RIDGWAY – After suspending existing teacher evaluation policies last August, the Ridgway School Board, on second reading, approved the Policy CFB-Pilot Teacher Evaluation System at last week’s meeting in Ridgway. The new policy’s aim is to better document employee evaluations and performance.
The pilot system, which will be re-evaluated next summer, is the basis for improvement and instruction and implementation of the curriculum and will serve as the measurement of satisfactory performance of teachers.
The 2007-2008 school year was marred by controversy after a decision by the board not to grant tenure to some teachers, which raised questions about how teachers are evaluated and with what criteria.
Under the new pilot program, all teachers in their first three years of employment in the district are defined as probationary for the purpose of the evaluation process. Probationary employees will be evaluated every year, starting by meeting with an evaluator by Sept. 15 to review the process. By Nov. 15 and Feb. 15, each year, probationary teachers will have completed two evaluation cycles that consist of informal observations and meetings and one formal classroom observation. The administrator conducting the evaluations will discuss progress with and provide a written report to each teacher during the evaluation cycle. Finally, a summative evaluation for a probationary employee must be completed by April 15. Non-probationary teachers will be given a summative evaluation at least once every three years, with formal observations occurring each year. By Oct. 1, not-probationary teachers who are due for an evaluation will meet with an administrator to outline the process. In this instance, the employee, in collaboration with the designated evaluator, is responsible for his or her own evaluation, which must be completed by May 1.
The new evaluation process will be evaluated by the school board next summer to see if changes need to be made for its success.
School’s Financial Situation Healthy, for Now
After presenting the Ridgway School Board its 2008-2009 accounting report and audit at last week’s meeting in Ridgway, Rosemary Beckwith characterized the district’s current financial situation as “very healthy.”
Overall, Beckwith, of Rosemary Beckwith and Associates public accounting, said the district’s expenditures have continued to climb in accordance with the overall growth the district has experienced over the past few years.
The Ridgway schools, she said, are “growing like crazy” and “expenditures have increased.” But, she said, as the national economic crisis spreads, Ridgway Schools could see some changes if enrollment changes and begins to drop in numbers.
“You have reserves, a cushion and the ability to make changes,” Beckwith said. “But losing students has such a huge impact on state funding.” She said a growing assessed property valuation, which, through property taxes, has given the district a good “base to work from.
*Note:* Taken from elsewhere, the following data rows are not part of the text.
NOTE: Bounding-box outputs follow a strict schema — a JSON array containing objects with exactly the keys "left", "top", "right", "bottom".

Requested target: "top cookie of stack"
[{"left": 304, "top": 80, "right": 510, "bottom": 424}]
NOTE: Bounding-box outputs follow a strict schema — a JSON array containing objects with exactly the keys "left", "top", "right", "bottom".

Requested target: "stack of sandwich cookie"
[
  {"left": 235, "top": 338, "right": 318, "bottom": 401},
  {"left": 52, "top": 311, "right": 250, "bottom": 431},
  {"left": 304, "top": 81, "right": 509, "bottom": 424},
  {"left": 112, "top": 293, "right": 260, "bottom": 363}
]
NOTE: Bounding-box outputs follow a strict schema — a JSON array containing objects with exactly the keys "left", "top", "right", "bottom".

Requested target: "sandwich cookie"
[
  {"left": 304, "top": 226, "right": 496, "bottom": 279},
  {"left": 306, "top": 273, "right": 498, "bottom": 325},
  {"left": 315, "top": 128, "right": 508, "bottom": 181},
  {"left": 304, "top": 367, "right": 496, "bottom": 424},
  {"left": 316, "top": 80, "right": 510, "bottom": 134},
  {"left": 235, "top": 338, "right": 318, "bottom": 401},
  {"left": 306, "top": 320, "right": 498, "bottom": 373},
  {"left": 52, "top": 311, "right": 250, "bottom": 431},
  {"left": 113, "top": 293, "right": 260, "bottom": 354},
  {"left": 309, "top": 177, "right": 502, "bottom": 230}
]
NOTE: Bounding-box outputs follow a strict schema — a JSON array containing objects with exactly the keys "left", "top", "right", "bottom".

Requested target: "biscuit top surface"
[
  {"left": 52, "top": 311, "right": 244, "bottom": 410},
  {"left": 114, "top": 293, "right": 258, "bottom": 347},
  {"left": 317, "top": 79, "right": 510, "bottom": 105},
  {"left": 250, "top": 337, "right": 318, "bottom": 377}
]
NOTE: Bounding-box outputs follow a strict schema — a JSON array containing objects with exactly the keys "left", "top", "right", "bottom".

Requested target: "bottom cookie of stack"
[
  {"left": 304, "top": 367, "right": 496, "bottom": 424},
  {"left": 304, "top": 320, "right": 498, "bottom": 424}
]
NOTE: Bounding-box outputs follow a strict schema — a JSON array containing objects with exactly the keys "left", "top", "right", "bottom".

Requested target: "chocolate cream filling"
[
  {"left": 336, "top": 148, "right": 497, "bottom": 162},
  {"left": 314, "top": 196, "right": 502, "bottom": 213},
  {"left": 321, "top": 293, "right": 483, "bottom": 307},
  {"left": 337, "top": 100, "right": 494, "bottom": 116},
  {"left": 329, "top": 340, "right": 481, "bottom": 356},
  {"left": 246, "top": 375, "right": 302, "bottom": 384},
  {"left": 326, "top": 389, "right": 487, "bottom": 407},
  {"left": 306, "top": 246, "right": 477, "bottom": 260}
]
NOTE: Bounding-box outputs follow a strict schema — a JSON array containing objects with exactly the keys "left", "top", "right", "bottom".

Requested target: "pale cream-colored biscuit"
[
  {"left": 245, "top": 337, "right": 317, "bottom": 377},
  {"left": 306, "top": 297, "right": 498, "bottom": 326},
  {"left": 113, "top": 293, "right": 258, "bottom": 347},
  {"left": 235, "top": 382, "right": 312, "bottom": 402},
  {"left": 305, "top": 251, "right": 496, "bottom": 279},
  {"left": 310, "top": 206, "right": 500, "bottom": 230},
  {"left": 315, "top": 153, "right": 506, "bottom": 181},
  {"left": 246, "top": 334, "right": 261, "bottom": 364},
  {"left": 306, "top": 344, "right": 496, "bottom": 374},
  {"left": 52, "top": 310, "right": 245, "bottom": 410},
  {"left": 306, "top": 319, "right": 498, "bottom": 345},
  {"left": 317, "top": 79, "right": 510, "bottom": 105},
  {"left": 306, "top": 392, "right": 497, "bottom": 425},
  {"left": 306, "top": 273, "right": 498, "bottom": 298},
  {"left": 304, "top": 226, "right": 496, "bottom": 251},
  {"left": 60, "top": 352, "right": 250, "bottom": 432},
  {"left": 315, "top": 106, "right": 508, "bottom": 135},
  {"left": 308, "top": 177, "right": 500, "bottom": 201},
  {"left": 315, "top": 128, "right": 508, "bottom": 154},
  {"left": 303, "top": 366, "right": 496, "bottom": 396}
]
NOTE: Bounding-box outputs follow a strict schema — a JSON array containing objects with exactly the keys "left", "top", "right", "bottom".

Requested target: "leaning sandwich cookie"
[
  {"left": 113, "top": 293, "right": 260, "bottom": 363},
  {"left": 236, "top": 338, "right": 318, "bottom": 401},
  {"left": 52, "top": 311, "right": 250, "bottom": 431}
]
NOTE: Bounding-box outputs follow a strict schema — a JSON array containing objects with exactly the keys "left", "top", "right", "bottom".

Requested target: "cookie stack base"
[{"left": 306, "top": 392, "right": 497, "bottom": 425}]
“I really think it is going to take a while before you start to see a drop in property values here,” she said. “That is why I like where you are at right now. But it doesn’t mean you won’t have some bumps ahead. But I feel comfortable.”
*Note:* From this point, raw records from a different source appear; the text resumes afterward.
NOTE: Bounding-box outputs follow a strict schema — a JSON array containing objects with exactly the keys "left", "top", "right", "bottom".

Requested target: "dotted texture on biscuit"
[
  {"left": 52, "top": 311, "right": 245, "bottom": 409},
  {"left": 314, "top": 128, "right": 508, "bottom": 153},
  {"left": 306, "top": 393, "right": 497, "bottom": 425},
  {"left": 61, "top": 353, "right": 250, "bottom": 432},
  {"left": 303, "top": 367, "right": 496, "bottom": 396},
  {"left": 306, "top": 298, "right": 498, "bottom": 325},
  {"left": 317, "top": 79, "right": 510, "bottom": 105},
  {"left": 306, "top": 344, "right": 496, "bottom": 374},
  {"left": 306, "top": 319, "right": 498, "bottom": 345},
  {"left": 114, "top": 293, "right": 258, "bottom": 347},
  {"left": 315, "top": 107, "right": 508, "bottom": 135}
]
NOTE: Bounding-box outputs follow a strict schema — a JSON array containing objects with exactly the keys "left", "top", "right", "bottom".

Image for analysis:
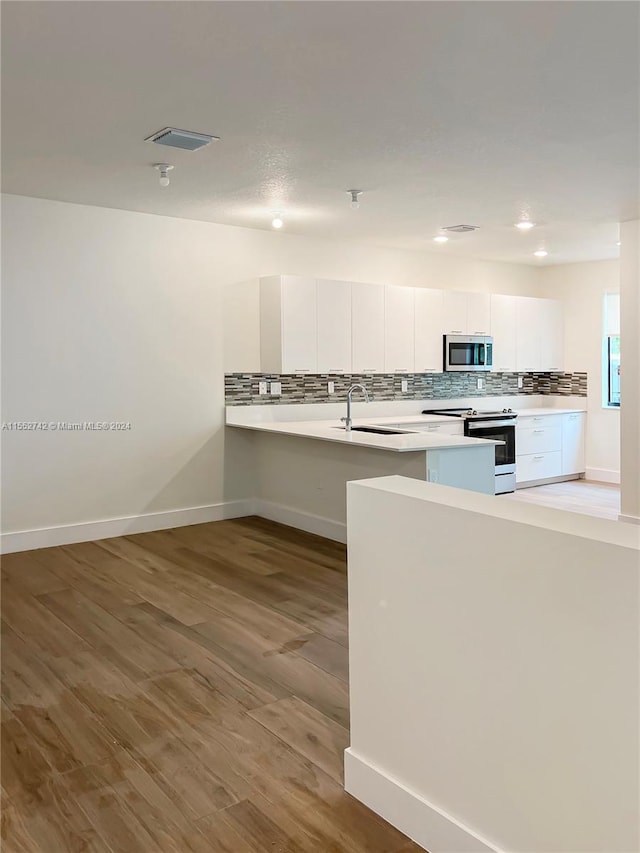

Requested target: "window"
[
  {"left": 602, "top": 293, "right": 620, "bottom": 408},
  {"left": 607, "top": 335, "right": 620, "bottom": 406}
]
Beckwith also added that the school district was also smart to retire some of its bonds early as it goes forward into next week’s election where voters will be asked to approve $2.2 million bonding measure to fund a gymnasium, performing arts studio and music room.
“You are doing some financing things with bonds, and you are paying some things of early and you are saving money,” Beckwith said. Right now Ridgway Schools are “very stable” financially.
Two Fundraisers a Success
Ridgway Schools Superintendent Douglas Bissonette stated in his report to the Ridgway School Board that both the Ski Swap and the Mt. Sneffels Silent/Live Auction, held earlier this month, were a success with the tremendous volunteer support they had received from the school staff.
The Ski Swap raised $4,500 for the Learn to Ski Program. Bissonette said event organizer Deb Willits “deserves recognition and appreciation for all her planning, organization and inspiration.”
Attendance, according to Bissonette, was high at the silent/live auction and attendees had a great time with an abundance if items to bid on.
Bissonette also stated in his report to the board that the number of meals being served at both schools have increased over the last year. With that increase, a part-time kitchen staff at the secondary school was moved to the elementary school and the secondary school is redistributing duties to better cover the bookkeeping and administrative duties. Bissonette said he didn’t believe that these changes would affect the General Fund contribution to food service.